La montagne des Voirons se prolonge vers le nord par une série de déclivités proportionnelles en quelque sorte, et finit par se confondre avec la plaine. Ces collines ressemblent à des vagues qui se succèdent et viennent expirer sur les galets.
Au pied d’une de ces collines on aperçoit les ruines d’une maison enveloppée dans un tapis de lierre et dont les quatre murs délabrés unissent leurs derniers efforts pour soutenir un méchant toit encore plus délabré que les murailles. Sur ce toit on distingue deux petites lucarnes s’ouvrant au midi. Une large brèche qui, sans doute, était jadis une porte, donne accès à l’intérieur. L’escalier qui conduisait à l’étage supérieur n’existe plus, et les ronces et les épines croissent en toute liberté dans cette masure.
Si vous êtes curieux, si vous aimez les apparitions extraordinaires, si votre imagination se complait dans le spectacle des événements mystérieux, allez au pied de la colline, cachez vous derrière un arbre en attendant minuit, et quand l’heure sonnera aux clochers des villages voisins, vous verrez sortir par la brèche une élégante mule blanche. Elle frappera de son pied le seuil de la maison comme pour appeler quelqu’un, et aussitôt vous verrez un enfant paraitre à la lucarne. L’enfant se hissera sur le bord de la fenêtre, il marchera d’un pas assuré jusqu’au bord du toit, s’élancera dans l’espace et tombera tout boité sur le dos de la mule. Celle-ci partira avec son cavalier dans une direction inconnue. Suivez-les des yeux, si vous pouvez; elle ne tardera pas à disparaître en vous laissant saisi d’étonnement.
Voilà ce qu’on raconte dans la contrée.
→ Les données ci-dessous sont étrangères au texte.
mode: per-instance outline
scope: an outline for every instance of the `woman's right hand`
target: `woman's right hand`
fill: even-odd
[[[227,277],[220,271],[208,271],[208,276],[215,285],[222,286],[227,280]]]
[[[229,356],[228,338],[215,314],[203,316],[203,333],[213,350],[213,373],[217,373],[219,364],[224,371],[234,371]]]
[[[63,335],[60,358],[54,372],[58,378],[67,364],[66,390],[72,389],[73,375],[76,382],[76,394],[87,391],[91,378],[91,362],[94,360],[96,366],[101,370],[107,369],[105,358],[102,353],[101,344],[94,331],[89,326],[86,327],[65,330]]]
Un poète du crû, Joseph Thorens, a publié sur ce sujet une pièce de vers qu’on me fit apprendre par cour dans mon enfance. Mais ce qu’on se garderait bien de vous dire, c’est que cette maison n’est pas si mystérieuse que sa légende. Elle servit de refuge à un Espagnol qui s’était aventuré jusque là. Il avait un fils, un bel enfant de douze ans, qui parcourait la contrée sur une mule blanche. Un matin, l’enfant, la mule et l’Espagnol, tous les hôtes de la maison, avaient disparu. On trouva le lendemain le cadavre de l’infant derrière un buisson, celui du père un peu plus loin, et l’on soupçonna que l’assassin s’était enfui au galop de la monture de ses victimes. Mais, entêtée comme on l’est dans sa famille, la mule est revenue à son écurie. De son pied elle a frappé le sol pour se faire entendre à son jeune maitre; l’enfant a triomphé du sommeil de la mort, et quand sonne minuit il va se promener sur sa mule pour secouer l’engourdissement du sépulcre.